Lint Screens Are Dirty
As mentioned above, if your dryer is not heating properly, one possible reason could be due to lint buildups. The best way to help prevent this from happening is by proactively cleaning out the lint screen after every load.
Simply detach it, hold it over a trash can, and wipe the plugged-up lint with a clean piece of paper towel or perhaps even your hand.
You may want to make sure you clean out any leftover debris because if there’s too much of it clogging up your machine drying time will take longer than usual and this could affect its energy performance.
Solenoids For Gas Valves
Dryers use gas valves solenoids as part of the ignition system. If a gas valve fails to open, the dryer won’t heat. Gas valves have a solenoid that opens or closes the gas flow into the burner.
A faulty solenoid prevents gas from reaching the burner, leading to no heat in your dryer. Because of this, you need to determine if one or more of your gas valves has failed.
One indication is if there is a power surge and the igniter glows but does not ignite the gas. In such cases, it’s safe to assume that one of your valves is not functioning correctly due to a solenoid failure and should be replaced immediately.
Issue With Flame Sensor
The flame sensor in a gas dryer detects heat emitted by the flame. If the dryer’s flame sensor isn’t functioning properly, it may not heat up or may shut off while drying clothes.
Before checking the flame sensor, first, check to make sure that a faulty igniter or thermal fuse isn’t causing the issues if one of these parts is burned out, it might appear to be a problem with the flame sensor.
To determine if the flame sensor is broken and requires replacement, use a multimeter to check for continuity at room temperature; if the specific part doesn’t have continuity at room temperature, replace it.
Thermostat With High Limit
The high-limit thermostat monitors the dryer temperature and shuts off the burner if the dryer overheats.

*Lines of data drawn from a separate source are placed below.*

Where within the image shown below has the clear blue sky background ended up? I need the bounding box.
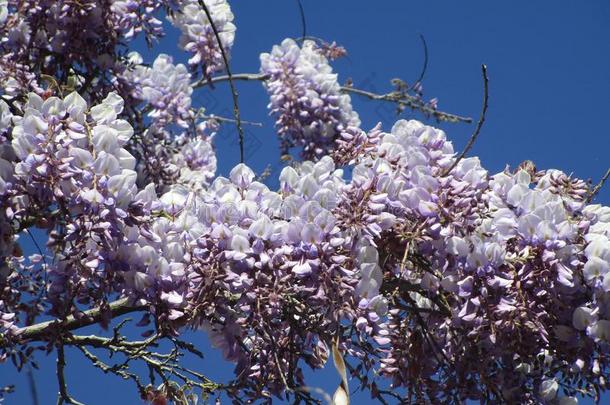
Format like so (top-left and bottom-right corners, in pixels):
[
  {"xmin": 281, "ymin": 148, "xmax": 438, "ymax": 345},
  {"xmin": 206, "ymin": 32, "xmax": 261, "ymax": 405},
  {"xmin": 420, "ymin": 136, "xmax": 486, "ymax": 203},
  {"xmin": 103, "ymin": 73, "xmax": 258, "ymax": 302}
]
[{"xmin": 0, "ymin": 0, "xmax": 610, "ymax": 405}]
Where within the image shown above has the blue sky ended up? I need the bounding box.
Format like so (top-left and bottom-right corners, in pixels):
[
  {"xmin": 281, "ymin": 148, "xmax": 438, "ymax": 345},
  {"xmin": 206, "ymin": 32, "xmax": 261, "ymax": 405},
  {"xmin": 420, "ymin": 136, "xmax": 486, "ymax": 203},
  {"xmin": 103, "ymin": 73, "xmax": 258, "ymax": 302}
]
[{"xmin": 0, "ymin": 0, "xmax": 610, "ymax": 405}]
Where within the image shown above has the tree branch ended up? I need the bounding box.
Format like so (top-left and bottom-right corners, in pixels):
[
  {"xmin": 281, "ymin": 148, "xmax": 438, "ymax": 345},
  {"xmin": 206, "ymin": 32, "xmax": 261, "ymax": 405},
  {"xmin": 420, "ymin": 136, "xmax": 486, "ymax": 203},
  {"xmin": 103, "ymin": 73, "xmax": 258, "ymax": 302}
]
[
  {"xmin": 192, "ymin": 73, "xmax": 472, "ymax": 124},
  {"xmin": 585, "ymin": 169, "xmax": 610, "ymax": 204},
  {"xmin": 16, "ymin": 298, "xmax": 146, "ymax": 340},
  {"xmin": 443, "ymin": 65, "xmax": 489, "ymax": 176},
  {"xmin": 199, "ymin": 0, "xmax": 244, "ymax": 163}
]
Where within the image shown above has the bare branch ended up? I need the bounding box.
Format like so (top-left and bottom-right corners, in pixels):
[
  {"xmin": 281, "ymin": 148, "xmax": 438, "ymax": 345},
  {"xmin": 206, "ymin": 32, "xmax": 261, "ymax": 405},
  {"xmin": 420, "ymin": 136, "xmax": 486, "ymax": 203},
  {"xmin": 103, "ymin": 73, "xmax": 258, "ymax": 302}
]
[
  {"xmin": 192, "ymin": 73, "xmax": 472, "ymax": 124},
  {"xmin": 16, "ymin": 298, "xmax": 146, "ymax": 340},
  {"xmin": 415, "ymin": 34, "xmax": 428, "ymax": 85},
  {"xmin": 57, "ymin": 343, "xmax": 84, "ymax": 405},
  {"xmin": 443, "ymin": 65, "xmax": 489, "ymax": 176},
  {"xmin": 199, "ymin": 0, "xmax": 244, "ymax": 163},
  {"xmin": 585, "ymin": 169, "xmax": 610, "ymax": 204},
  {"xmin": 297, "ymin": 0, "xmax": 307, "ymax": 38}
]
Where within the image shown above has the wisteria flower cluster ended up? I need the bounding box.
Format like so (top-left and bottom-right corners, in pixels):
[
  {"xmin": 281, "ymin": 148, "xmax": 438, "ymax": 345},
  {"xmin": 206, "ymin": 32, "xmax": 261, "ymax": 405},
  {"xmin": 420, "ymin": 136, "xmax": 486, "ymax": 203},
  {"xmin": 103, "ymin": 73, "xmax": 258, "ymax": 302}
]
[
  {"xmin": 0, "ymin": 0, "xmax": 610, "ymax": 405},
  {"xmin": 170, "ymin": 0, "xmax": 235, "ymax": 78},
  {"xmin": 260, "ymin": 39, "xmax": 360, "ymax": 160}
]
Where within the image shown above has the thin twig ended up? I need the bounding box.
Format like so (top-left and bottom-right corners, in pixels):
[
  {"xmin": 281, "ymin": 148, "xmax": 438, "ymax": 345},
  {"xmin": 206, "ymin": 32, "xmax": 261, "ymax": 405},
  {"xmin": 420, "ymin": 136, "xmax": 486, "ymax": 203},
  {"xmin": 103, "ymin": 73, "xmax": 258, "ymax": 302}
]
[
  {"xmin": 297, "ymin": 0, "xmax": 307, "ymax": 38},
  {"xmin": 192, "ymin": 73, "xmax": 472, "ymax": 124},
  {"xmin": 415, "ymin": 34, "xmax": 428, "ymax": 84},
  {"xmin": 200, "ymin": 114, "xmax": 263, "ymax": 127},
  {"xmin": 12, "ymin": 298, "xmax": 146, "ymax": 340},
  {"xmin": 198, "ymin": 0, "xmax": 244, "ymax": 163},
  {"xmin": 585, "ymin": 169, "xmax": 610, "ymax": 204},
  {"xmin": 57, "ymin": 343, "xmax": 84, "ymax": 405},
  {"xmin": 443, "ymin": 65, "xmax": 489, "ymax": 176},
  {"xmin": 28, "ymin": 364, "xmax": 39, "ymax": 405}
]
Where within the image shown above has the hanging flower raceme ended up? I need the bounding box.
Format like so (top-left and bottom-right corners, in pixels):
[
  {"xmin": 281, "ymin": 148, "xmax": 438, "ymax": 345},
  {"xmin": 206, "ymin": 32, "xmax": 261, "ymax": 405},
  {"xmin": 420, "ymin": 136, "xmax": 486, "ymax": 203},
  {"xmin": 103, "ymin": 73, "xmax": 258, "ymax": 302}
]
[
  {"xmin": 122, "ymin": 52, "xmax": 193, "ymax": 128},
  {"xmin": 0, "ymin": 0, "xmax": 173, "ymax": 98},
  {"xmin": 169, "ymin": 0, "xmax": 235, "ymax": 77},
  {"xmin": 260, "ymin": 39, "xmax": 360, "ymax": 160}
]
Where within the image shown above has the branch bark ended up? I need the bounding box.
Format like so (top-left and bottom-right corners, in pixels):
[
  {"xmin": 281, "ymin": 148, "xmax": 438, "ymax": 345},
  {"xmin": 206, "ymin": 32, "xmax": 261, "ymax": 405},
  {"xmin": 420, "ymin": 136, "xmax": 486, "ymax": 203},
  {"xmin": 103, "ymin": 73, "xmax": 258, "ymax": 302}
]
[
  {"xmin": 193, "ymin": 73, "xmax": 472, "ymax": 124},
  {"xmin": 12, "ymin": 298, "xmax": 146, "ymax": 341}
]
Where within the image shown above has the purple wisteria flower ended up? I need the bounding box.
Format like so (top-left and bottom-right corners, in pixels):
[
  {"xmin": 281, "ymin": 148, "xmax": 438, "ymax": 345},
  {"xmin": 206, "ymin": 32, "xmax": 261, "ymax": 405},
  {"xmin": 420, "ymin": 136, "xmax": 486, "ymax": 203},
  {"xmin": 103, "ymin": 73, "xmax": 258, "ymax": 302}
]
[
  {"xmin": 169, "ymin": 0, "xmax": 235, "ymax": 77},
  {"xmin": 260, "ymin": 39, "xmax": 360, "ymax": 159}
]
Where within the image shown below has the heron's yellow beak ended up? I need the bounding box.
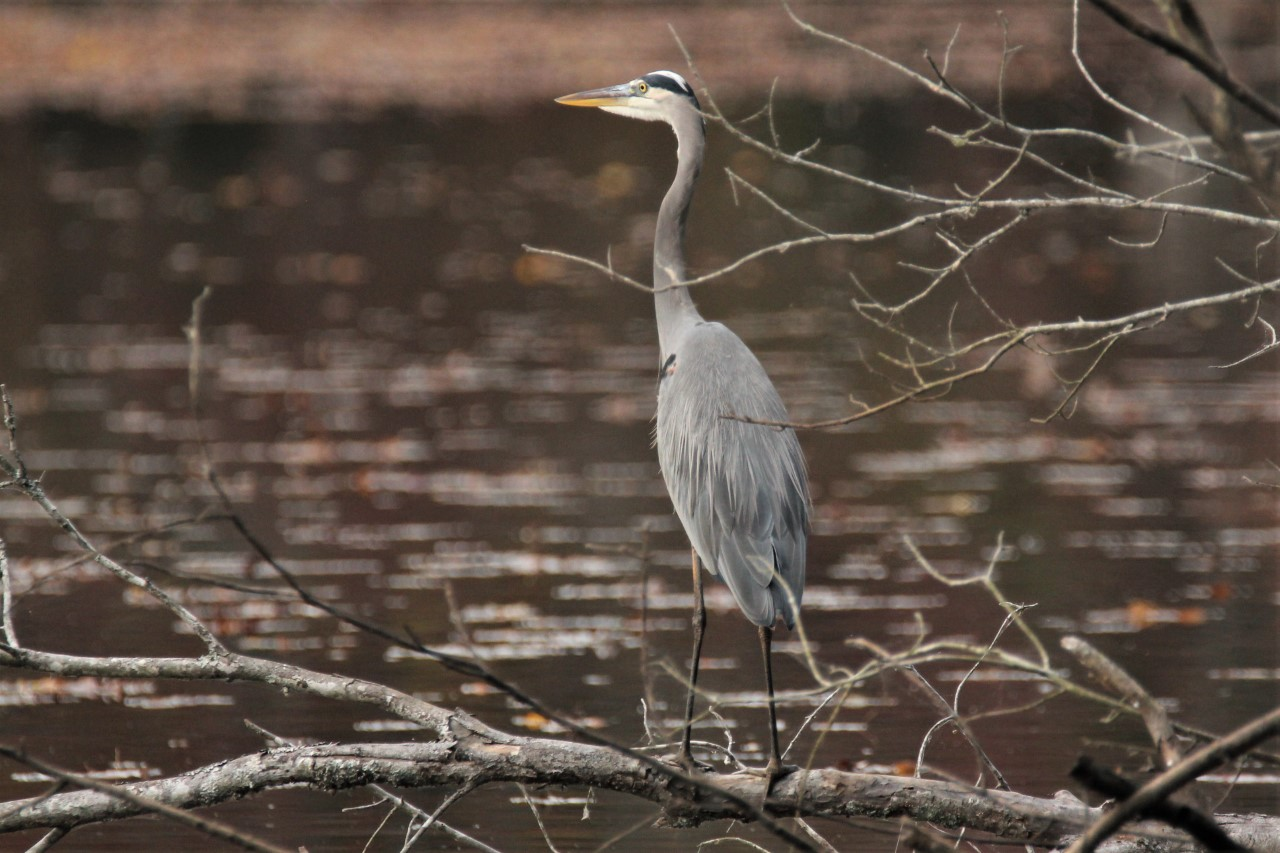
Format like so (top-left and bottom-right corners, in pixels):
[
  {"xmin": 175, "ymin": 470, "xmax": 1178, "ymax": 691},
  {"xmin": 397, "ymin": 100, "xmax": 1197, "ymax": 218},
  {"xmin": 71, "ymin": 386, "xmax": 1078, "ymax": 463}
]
[{"xmin": 556, "ymin": 83, "xmax": 635, "ymax": 106}]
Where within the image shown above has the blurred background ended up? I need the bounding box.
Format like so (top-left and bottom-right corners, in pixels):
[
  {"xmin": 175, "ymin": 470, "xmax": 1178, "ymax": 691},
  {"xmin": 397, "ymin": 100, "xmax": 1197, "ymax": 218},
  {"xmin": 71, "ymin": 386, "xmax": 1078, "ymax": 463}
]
[{"xmin": 0, "ymin": 0, "xmax": 1280, "ymax": 850}]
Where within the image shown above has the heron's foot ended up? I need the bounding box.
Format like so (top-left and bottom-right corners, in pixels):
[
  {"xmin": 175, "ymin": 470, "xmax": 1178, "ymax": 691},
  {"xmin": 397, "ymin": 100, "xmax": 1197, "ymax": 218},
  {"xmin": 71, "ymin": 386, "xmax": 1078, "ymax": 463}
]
[
  {"xmin": 676, "ymin": 752, "xmax": 716, "ymax": 774},
  {"xmin": 745, "ymin": 758, "xmax": 800, "ymax": 806}
]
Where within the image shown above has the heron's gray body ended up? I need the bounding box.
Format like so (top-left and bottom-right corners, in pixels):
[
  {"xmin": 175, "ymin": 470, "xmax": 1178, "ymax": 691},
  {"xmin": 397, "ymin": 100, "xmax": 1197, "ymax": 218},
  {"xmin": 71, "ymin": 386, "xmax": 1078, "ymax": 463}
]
[
  {"xmin": 655, "ymin": 320, "xmax": 809, "ymax": 628},
  {"xmin": 556, "ymin": 70, "xmax": 809, "ymax": 763},
  {"xmin": 637, "ymin": 76, "xmax": 809, "ymax": 628}
]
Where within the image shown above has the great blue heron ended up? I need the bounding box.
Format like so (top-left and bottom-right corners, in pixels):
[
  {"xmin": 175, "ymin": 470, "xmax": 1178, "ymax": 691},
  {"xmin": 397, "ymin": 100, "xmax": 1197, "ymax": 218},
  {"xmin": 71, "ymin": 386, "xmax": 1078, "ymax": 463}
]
[{"xmin": 556, "ymin": 70, "xmax": 810, "ymax": 781}]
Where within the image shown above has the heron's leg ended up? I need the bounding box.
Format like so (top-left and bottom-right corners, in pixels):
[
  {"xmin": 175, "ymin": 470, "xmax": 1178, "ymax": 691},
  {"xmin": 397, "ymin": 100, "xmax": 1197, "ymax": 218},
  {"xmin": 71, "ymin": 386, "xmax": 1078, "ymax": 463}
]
[
  {"xmin": 760, "ymin": 625, "xmax": 782, "ymax": 778},
  {"xmin": 680, "ymin": 548, "xmax": 707, "ymax": 770}
]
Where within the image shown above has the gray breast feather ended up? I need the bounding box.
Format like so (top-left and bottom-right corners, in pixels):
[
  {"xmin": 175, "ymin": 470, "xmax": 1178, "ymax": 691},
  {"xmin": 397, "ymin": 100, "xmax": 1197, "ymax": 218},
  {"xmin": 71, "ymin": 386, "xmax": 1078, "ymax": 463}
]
[{"xmin": 657, "ymin": 323, "xmax": 810, "ymax": 626}]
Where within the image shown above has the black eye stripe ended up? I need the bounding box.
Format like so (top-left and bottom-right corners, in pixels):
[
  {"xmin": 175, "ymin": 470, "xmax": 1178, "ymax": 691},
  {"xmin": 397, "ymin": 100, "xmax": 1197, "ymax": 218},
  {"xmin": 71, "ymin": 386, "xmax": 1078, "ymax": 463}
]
[{"xmin": 640, "ymin": 73, "xmax": 694, "ymax": 97}]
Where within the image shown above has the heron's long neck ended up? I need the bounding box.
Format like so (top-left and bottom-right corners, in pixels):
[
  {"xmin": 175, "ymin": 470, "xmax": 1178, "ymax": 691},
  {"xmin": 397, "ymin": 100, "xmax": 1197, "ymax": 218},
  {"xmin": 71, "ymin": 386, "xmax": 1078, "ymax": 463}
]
[{"xmin": 653, "ymin": 114, "xmax": 705, "ymax": 360}]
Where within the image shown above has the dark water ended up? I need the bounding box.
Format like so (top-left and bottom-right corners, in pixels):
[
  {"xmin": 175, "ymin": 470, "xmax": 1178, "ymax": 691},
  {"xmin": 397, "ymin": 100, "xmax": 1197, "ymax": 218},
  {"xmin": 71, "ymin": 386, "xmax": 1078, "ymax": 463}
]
[{"xmin": 0, "ymin": 94, "xmax": 1280, "ymax": 850}]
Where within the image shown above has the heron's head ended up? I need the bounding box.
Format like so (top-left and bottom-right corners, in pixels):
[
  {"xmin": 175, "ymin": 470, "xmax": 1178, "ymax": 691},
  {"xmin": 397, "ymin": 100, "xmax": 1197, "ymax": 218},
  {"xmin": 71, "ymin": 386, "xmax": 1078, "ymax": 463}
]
[{"xmin": 556, "ymin": 70, "xmax": 701, "ymax": 126}]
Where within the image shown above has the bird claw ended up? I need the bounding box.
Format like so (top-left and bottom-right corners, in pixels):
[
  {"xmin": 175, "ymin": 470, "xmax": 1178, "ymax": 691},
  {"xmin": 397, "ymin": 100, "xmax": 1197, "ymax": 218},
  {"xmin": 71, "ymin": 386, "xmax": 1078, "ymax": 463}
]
[
  {"xmin": 673, "ymin": 752, "xmax": 716, "ymax": 774},
  {"xmin": 744, "ymin": 761, "xmax": 800, "ymax": 802}
]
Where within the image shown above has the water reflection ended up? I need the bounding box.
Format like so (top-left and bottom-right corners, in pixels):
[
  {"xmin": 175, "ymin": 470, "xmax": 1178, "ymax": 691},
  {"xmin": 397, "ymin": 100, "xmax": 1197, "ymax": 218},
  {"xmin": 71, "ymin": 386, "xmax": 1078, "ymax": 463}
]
[{"xmin": 0, "ymin": 105, "xmax": 1280, "ymax": 849}]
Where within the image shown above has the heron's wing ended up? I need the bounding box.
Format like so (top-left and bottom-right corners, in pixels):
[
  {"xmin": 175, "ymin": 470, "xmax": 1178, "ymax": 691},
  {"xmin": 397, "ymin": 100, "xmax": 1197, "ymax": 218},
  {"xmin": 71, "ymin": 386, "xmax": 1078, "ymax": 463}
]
[{"xmin": 658, "ymin": 323, "xmax": 809, "ymax": 625}]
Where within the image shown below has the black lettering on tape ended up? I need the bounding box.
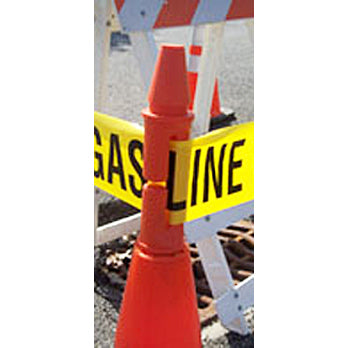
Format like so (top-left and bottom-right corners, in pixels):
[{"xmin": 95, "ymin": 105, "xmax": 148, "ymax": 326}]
[
  {"xmin": 108, "ymin": 133, "xmax": 126, "ymax": 190},
  {"xmin": 94, "ymin": 126, "xmax": 104, "ymax": 180},
  {"xmin": 228, "ymin": 139, "xmax": 245, "ymax": 195},
  {"xmin": 167, "ymin": 151, "xmax": 186, "ymax": 211},
  {"xmin": 203, "ymin": 144, "xmax": 227, "ymax": 202},
  {"xmin": 191, "ymin": 149, "xmax": 201, "ymax": 207},
  {"xmin": 128, "ymin": 140, "xmax": 145, "ymax": 198}
]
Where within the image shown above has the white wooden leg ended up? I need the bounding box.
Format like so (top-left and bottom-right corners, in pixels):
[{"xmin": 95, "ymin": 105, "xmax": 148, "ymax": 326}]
[{"xmin": 129, "ymin": 31, "xmax": 157, "ymax": 93}]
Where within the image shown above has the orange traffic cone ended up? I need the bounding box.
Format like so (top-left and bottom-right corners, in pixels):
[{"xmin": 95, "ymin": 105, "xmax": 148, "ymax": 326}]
[
  {"xmin": 115, "ymin": 45, "xmax": 201, "ymax": 348},
  {"xmin": 188, "ymin": 45, "xmax": 223, "ymax": 118}
]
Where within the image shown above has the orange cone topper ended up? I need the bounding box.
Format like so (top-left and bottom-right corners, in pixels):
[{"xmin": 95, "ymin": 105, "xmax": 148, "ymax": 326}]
[{"xmin": 115, "ymin": 45, "xmax": 201, "ymax": 348}]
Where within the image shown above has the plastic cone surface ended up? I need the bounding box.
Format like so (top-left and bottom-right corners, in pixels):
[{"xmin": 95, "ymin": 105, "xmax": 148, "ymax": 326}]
[
  {"xmin": 115, "ymin": 46, "xmax": 201, "ymax": 348},
  {"xmin": 188, "ymin": 44, "xmax": 222, "ymax": 117},
  {"xmin": 115, "ymin": 246, "xmax": 201, "ymax": 348},
  {"xmin": 148, "ymin": 45, "xmax": 190, "ymax": 116}
]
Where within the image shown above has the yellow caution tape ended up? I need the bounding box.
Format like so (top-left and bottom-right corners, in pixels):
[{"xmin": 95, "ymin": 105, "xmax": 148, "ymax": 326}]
[{"xmin": 94, "ymin": 112, "xmax": 254, "ymax": 224}]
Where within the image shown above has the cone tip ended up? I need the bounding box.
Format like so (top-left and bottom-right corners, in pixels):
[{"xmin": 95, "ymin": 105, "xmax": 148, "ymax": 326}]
[{"xmin": 148, "ymin": 44, "xmax": 190, "ymax": 116}]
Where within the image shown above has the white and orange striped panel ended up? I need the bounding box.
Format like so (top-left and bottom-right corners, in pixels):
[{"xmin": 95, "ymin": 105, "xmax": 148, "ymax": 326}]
[{"xmin": 113, "ymin": 0, "xmax": 254, "ymax": 31}]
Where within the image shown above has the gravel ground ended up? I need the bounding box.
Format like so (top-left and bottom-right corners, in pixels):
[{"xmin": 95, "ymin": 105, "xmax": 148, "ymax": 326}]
[{"xmin": 94, "ymin": 21, "xmax": 254, "ymax": 348}]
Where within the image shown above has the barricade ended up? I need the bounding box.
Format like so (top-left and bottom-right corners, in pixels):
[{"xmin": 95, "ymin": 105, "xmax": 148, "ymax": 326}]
[{"xmin": 96, "ymin": 0, "xmax": 253, "ymax": 334}]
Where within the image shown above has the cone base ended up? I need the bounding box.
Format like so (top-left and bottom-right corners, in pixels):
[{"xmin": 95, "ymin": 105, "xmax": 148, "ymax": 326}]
[{"xmin": 115, "ymin": 245, "xmax": 201, "ymax": 348}]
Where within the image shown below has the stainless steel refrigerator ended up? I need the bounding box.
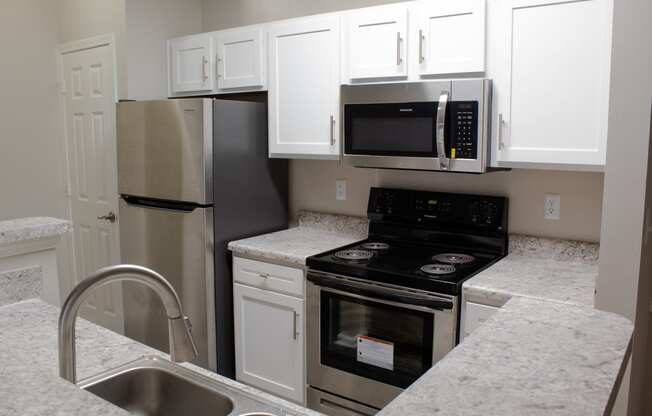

If your dryer is operating but it is not getting hot, then it’s possible that your high-limit thermostat may be malfunctioning.
However, this is not very common. Before replacing the high-limit thermostat, it’s important to check all of the more commonly defective parts such as fuses and flame sensors first.
Most manufacturers recommend testing the thermostat by using a continuity tester before buying a brand new one because in some rare cases, it can turn out that there isn’t an actual problem with your heater after all.
The timer might be broken if the dryer doesn’t heat. However, this is never the case. Before replacing your timer with a new one, take a moment to check all of the other components that are typically prone to problems during operation.
Check your timer with a multimeter and consult the wiring diagram if all the other parts are in working order. If the timer has gone bad and needs replacing.